Given a sequence L = [ i 0, ..., i b ], standardσ m L i is the morphism σ (i b) ≫ … ≫ σ (i 0). The construction is provided for any list of natural numbers, but it is intended to behave well only when the list is admissible.

Equations

• SimplexCategoryGenRel.standardσ [] h_2 = CategoryTheory.eqToHom ⋯
• SimplexCategoryGenRel.standardσ (a :: t) h_2 = CategoryTheory.CategoryStruct.comp (SimplexCategoryGenRel.standardσ t ⋯) (SimplexCategoryGenRel.σ (Fin.ofNat (m₂ + 1) a))

@[simp]

theorem SimplexCategoryGenRel.standardσ_nil (m : ℕ) : standardσ [] ⋯ = CategoryTheory.CategoryStruct.id (mk m)

@[simp]

theorem SimplexCategoryGenRel.standardσ_cons (L : List ℕ) (a : ℕ) {m₁ m₂ : ℕ} (h : m₂ + (a :: L).length = m₁) : standardσ (a :: L) h = CategoryTheory.CategoryStruct.comp (standardσ L ⋯) (σ (Fin.ofNat (m₂ + 1) a))

theorem SimplexCategoryGenRel.standardσ_cons_assoc (L : List ℕ) (a : ℕ) {m₁ m₂ : ℕ} (h : m₂ + (a :: L).length = m₁) {Z : SimplexCategoryGenRel} (h✝ : mk m₂ ⟶ Z) : CategoryTheory.CategoryStruct.comp (standardσ (a :: L) h) h✝ = CategoryTheory.CategoryStruct.comp (standardσ L ⋯) (CategoryTheory.CategoryStruct.comp (σ (Fin.ofNat (m₂ + 1) a)) h✝)

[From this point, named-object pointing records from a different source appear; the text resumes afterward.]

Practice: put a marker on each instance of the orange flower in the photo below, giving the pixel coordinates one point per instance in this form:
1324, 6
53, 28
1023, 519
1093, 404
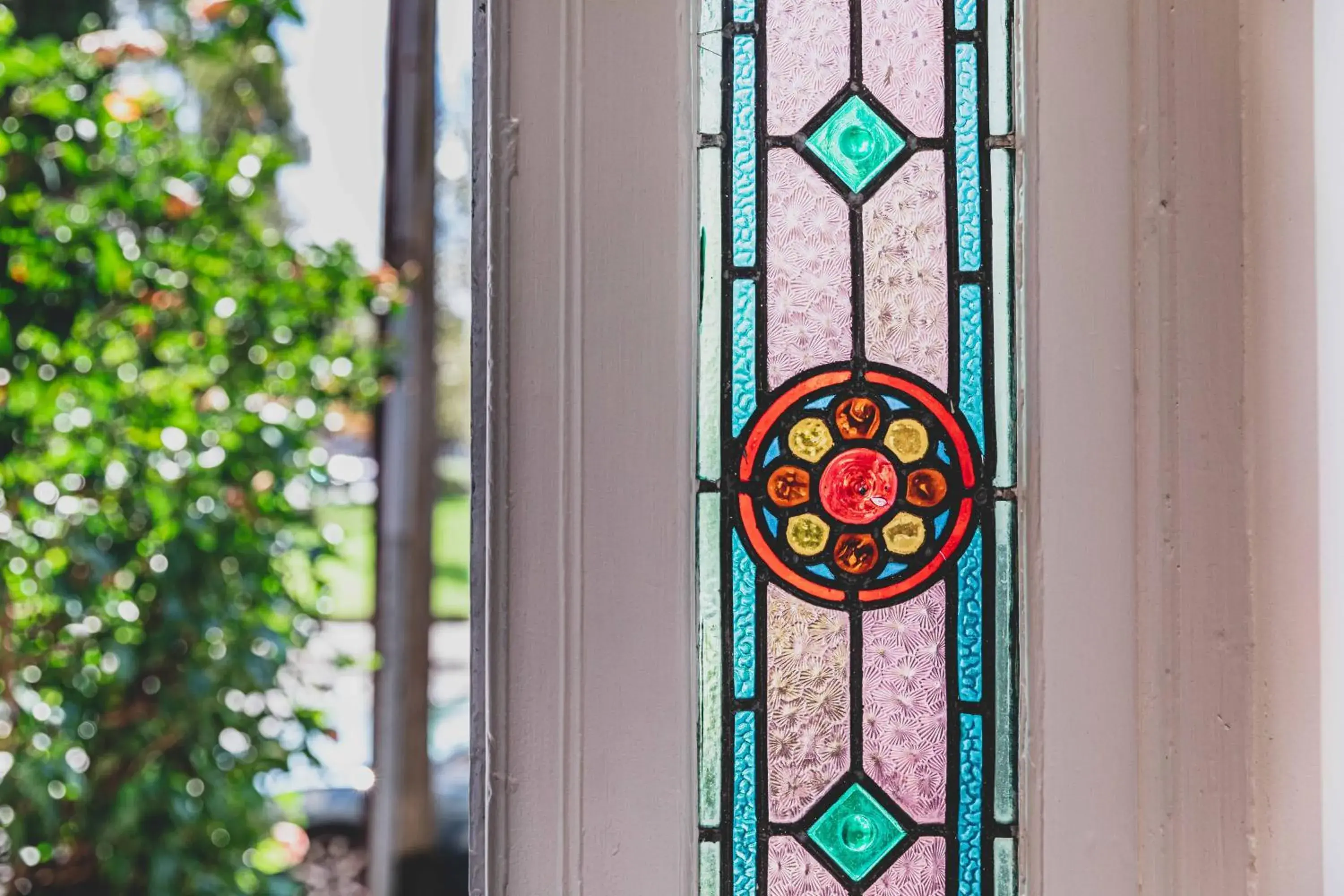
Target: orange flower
164, 300
209, 10
121, 108
109, 46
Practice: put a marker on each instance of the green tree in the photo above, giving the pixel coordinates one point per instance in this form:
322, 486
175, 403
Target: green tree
168, 366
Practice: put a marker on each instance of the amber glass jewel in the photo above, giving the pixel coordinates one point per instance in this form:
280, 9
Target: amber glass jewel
857, 552
811, 440
926, 488
858, 418
789, 487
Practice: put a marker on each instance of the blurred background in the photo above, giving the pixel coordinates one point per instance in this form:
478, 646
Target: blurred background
201, 359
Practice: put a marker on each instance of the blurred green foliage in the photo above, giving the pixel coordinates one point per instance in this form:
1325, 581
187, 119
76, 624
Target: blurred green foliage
350, 574
168, 369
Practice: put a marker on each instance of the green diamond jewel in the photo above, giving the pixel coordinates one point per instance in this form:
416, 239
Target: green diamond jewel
857, 832
855, 144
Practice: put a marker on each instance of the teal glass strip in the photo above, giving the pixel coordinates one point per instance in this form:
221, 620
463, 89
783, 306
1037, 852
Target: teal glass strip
711, 66
971, 620
1004, 302
1006, 730
711, 659
744, 622
1006, 867
964, 15
972, 390
968, 816
710, 441
744, 354
744, 152
710, 870
968, 159
744, 806
1000, 82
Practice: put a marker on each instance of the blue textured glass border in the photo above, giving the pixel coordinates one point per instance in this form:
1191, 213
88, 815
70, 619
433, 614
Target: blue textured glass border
710, 589
964, 15
744, 806
972, 800
744, 152
744, 354
744, 622
972, 390
971, 620
1006, 684
968, 159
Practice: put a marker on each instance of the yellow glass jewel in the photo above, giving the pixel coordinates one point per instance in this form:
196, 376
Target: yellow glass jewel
811, 440
908, 440
905, 534
808, 534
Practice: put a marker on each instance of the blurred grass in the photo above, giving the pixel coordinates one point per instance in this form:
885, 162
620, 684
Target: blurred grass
350, 577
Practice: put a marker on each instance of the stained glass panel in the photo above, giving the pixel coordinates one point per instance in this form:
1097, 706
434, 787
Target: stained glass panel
858, 543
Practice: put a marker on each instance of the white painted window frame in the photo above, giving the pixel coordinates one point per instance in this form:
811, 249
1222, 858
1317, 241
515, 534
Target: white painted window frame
1175, 708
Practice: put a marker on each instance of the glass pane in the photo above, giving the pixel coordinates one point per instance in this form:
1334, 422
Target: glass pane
711, 68
1000, 89
1006, 867
709, 445
866, 353
709, 870
1006, 383
711, 659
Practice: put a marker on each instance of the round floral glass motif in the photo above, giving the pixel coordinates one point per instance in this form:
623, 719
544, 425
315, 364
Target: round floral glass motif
857, 487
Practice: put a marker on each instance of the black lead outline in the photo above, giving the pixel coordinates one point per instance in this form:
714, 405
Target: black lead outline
984, 515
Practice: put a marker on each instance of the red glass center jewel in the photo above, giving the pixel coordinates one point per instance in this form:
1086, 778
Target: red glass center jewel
858, 487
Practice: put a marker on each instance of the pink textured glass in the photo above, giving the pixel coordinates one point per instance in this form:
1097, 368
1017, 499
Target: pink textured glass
905, 271
808, 315
905, 703
795, 872
808, 62
922, 871
902, 61
807, 702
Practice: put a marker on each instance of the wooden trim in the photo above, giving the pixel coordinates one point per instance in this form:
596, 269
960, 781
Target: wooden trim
1080, 476
1288, 473
586, 625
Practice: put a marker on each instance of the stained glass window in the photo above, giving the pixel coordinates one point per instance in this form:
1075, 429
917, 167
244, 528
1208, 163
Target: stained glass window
857, 449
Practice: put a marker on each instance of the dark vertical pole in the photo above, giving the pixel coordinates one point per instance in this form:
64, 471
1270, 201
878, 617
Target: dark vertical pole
402, 812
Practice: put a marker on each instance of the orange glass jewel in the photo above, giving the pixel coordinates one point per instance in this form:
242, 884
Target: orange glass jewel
857, 552
789, 487
858, 418
926, 488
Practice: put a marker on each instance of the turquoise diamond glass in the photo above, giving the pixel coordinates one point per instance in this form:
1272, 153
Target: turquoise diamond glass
857, 144
857, 832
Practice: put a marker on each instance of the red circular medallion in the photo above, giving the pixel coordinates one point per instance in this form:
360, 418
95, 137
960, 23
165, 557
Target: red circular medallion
858, 485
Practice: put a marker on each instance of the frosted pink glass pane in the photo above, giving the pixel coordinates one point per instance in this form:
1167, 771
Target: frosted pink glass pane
922, 871
905, 271
902, 61
905, 703
795, 872
807, 702
808, 62
808, 315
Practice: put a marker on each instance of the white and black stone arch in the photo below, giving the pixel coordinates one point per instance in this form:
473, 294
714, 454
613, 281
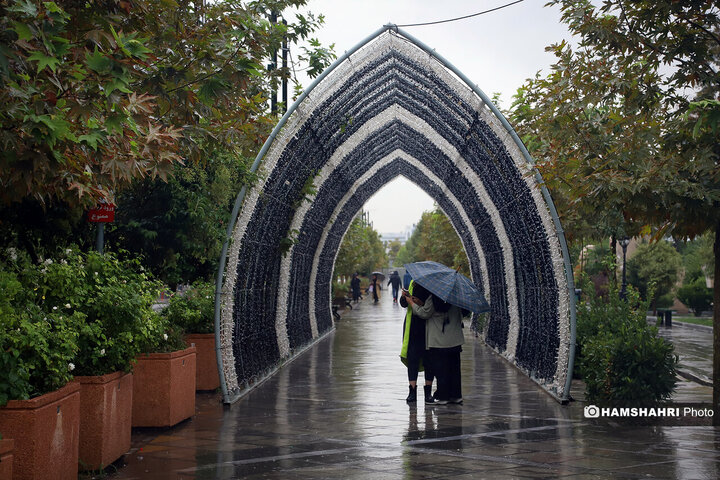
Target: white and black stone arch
391, 107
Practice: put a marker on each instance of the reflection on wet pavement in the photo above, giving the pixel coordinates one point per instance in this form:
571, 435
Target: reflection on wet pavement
693, 344
338, 411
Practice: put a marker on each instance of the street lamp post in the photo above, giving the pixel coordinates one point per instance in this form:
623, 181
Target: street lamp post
623, 290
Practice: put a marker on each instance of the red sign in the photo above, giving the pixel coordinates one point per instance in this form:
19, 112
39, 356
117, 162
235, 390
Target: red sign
104, 213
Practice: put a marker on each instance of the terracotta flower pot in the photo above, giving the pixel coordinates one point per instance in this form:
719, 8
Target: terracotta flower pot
6, 458
164, 388
105, 418
206, 376
46, 431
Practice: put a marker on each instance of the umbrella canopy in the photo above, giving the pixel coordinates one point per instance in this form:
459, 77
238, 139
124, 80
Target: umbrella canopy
449, 285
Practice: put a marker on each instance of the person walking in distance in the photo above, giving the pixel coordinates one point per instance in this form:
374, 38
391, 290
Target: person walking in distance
355, 287
395, 281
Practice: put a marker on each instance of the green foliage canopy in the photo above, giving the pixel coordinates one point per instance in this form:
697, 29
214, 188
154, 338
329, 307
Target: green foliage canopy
95, 95
654, 268
361, 250
434, 238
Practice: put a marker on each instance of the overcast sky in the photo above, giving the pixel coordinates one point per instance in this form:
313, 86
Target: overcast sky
497, 51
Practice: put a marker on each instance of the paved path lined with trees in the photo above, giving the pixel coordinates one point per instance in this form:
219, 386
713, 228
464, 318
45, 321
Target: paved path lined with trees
338, 411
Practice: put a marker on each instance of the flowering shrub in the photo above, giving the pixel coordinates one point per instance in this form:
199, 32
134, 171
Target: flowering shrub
81, 314
116, 296
194, 311
37, 348
161, 336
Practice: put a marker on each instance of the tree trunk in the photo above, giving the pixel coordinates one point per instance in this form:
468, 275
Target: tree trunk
716, 329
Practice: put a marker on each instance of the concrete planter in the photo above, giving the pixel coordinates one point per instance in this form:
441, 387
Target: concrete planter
206, 376
6, 458
105, 418
164, 388
46, 431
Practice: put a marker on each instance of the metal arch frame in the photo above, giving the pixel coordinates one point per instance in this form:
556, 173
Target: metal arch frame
227, 397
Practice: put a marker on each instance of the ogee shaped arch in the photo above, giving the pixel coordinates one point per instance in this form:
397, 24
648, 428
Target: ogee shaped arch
390, 107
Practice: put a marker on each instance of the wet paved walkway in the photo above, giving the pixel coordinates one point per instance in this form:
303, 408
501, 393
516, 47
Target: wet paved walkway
338, 411
693, 344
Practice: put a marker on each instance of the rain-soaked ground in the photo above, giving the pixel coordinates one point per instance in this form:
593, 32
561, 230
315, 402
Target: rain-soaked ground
339, 411
693, 343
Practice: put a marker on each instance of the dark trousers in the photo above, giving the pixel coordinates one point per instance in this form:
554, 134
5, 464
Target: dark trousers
413, 364
446, 367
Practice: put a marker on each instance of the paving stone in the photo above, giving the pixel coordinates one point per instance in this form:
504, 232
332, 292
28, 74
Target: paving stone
339, 411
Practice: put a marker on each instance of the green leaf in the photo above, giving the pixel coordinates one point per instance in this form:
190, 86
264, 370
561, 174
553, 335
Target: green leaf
114, 123
26, 7
116, 84
91, 139
98, 62
44, 61
23, 31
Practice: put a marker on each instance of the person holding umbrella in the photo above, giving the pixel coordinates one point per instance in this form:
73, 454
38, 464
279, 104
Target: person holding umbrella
374, 288
452, 295
413, 353
444, 339
395, 281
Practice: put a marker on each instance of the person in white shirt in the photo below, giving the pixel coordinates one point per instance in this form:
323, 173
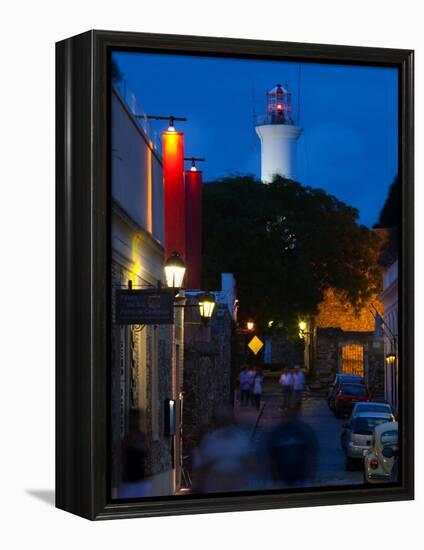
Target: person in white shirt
286, 382
257, 388
298, 385
245, 384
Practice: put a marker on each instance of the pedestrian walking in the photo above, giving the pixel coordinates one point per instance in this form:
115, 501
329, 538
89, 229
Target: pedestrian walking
298, 385
245, 383
252, 374
286, 382
257, 388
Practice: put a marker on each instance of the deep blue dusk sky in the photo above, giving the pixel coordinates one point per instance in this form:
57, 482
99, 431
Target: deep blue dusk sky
348, 113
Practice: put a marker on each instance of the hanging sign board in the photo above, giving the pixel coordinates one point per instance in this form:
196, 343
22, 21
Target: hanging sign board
144, 307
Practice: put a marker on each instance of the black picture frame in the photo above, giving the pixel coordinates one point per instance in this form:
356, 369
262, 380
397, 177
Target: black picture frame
82, 240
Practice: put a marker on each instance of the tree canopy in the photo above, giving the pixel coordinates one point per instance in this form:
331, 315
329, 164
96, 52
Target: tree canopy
389, 215
285, 244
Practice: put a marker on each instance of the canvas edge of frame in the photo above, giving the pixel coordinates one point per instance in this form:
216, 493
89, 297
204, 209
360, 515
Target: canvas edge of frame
82, 231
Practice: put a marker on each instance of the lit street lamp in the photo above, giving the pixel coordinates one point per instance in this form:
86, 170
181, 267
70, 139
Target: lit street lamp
175, 269
206, 306
390, 358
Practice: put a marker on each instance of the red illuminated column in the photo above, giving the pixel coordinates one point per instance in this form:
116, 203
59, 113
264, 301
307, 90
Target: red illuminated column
174, 196
193, 184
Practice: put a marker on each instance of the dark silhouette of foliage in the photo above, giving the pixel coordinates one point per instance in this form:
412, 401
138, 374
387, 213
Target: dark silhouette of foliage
116, 72
285, 244
389, 215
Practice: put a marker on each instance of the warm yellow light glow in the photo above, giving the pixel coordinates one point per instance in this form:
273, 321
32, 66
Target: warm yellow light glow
174, 271
206, 306
390, 358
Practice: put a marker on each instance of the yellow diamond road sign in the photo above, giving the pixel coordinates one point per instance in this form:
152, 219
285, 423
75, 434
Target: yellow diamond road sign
255, 344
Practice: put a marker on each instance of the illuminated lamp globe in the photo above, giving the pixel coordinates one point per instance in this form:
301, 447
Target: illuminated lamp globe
206, 306
175, 269
390, 358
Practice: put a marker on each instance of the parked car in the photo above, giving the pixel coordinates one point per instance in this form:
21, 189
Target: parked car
335, 386
370, 406
347, 396
380, 462
357, 437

theorem SimplexCategoryGenRel.standardσ_comp_standardσ (L₁ L₂ : List ℕ) {m₁ m₂ m₃ : ℕ} (h : m₂ + L₁.length = m₁) (h' : m₃ + L₂.length = m₂) : CategoryTheory.CategoryStruct.comp (standardσ L₁ h) (standardσ L₂ h') = standardσ (L₂ ++ L₁) ⋯

theorem SimplexCategoryGenRel.standardσ_comp_standardσ_assoc (L₁ L₂ : List ℕ) {m₁ m₂ m₃ : ℕ} (h : m₂ + L₁.length = m₁) (h' : m₃ + L₂.length = m₂) {Z : SimplexCategoryGenRel} (h✝ : mk m₃ ⟶ Z) : CategoryTheory.CategoryStruct.comp (standardσ L₁ h) (CategoryTheory.CategoryStruct.comp (standardσ L₂ h') h✝) = CategoryTheory.CategoryStruct.comp (standardσ (L₂ ++ L₁) ⋯) h✝

def SimplexCategoryGenRel.simplicialEvalσ (L : List ℕ) : ℕ → ℕ

simplicialEvalσ is a lift to ℕ of (toSimplexCategory.map (standardσ m L _ _)).toOrderHom. Rather than defining it as such, we define it inductively for less painful inductive reasoning, (see simplicialEvalσ_of_isAdmissible). It is expected to produce the correct result only if L is admissible, and values for non-admissible lists should be considered junk values. Similarly, values for out-of-bonds inputs are junk values.

Equations

• One or more equations did not get rendered due to their size.
• SimplexCategoryGenRel.simplicialEvalσ [] j = j

theorem SimplexCategoryGenRel.simplicialEvalσ_of_lt_mem (L : List ℕ) (j : ℕ) (hj : ∀ k ∈ L, j ≤ k) : simplicialEvalσ L j = j

theorem SimplexCategoryGenRel.simplicialEvalσ_monotone (L : List ℕ) : Monotone (simplicialEvalσ L)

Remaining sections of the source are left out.